Robertson wasted his strength very often in small controversies, such as Sunday observance, and the unfortunate fact that he had no sense of humor often led him to take seriously and regret childishly, and answer bitterly, criticisms which were not worth thinking about and critics wholly unworthy of his steel.

Robertson himself knew that certain serious defects of character are almost inseparable from the preacher’s office.

“I wish I did not hate preaching so much,” he wrote one day; “the degradation of being a Brighton preacher is at times almost intolerable,” and, again he regrets that he has weakened his nervous system by “stump oratory.”

Preaching always excited him, and a sermon would leave him for days too much agitated to work. He doubted often if he ought not to give it up—for the sake of his spirit—though he would not attend to his doctor’s advice and give it up for the sake of his body.

Blameless as was his life, and fruitful as were his exhortations, he could not escape the minor dangers which the pulpit shares with the stage. He grew sensitive and self-centered, he came to need the stimulus of a crowd moved to emotion.
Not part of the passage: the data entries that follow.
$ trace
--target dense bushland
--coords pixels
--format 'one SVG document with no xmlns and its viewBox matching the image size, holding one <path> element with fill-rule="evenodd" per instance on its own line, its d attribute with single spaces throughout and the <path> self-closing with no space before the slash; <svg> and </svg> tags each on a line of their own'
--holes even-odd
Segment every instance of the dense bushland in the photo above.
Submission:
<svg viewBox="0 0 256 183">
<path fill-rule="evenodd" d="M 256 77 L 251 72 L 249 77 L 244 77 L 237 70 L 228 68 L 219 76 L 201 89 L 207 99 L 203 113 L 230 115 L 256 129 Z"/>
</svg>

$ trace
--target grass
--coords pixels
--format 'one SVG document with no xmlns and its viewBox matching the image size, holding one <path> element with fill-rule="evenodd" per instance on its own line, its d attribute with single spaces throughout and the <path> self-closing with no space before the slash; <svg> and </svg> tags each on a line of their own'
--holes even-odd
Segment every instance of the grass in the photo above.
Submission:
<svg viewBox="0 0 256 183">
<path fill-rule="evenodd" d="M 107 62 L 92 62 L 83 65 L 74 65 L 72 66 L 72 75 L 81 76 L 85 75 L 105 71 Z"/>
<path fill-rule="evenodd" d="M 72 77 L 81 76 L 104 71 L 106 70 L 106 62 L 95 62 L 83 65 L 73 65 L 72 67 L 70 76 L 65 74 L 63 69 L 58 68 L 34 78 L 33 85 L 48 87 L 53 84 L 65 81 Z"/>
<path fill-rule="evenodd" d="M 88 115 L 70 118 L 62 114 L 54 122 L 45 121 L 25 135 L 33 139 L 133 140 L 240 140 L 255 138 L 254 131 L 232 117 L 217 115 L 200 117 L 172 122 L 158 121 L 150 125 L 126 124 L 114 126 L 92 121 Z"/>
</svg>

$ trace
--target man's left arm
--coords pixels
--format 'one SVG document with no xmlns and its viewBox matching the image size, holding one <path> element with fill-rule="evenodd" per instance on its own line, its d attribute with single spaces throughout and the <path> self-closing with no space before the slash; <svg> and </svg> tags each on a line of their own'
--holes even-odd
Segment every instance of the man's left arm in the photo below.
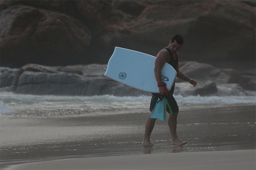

Close as were his intimacies and wide as were his benevolences, the circle of his affections was latterly narrow, indeed. Yet he hated excitement as much as he craved it. He wrote:

“I am persuaded there are few things morally so bad as excitement of the nerves in any way; nothing—to borrow a military word and use it in a military sense—nothing demoralizes so much as excitement. It destroys the tone of the heart; leaves an exhaustion which craves stimulus, and utterly unfits for duty. High-wrought feeling must end in wickedness; a life of excitement is inseparable from a life of vice. The opera, the stage, the ballroom, French literature, and irregular life—what must they terminate in?”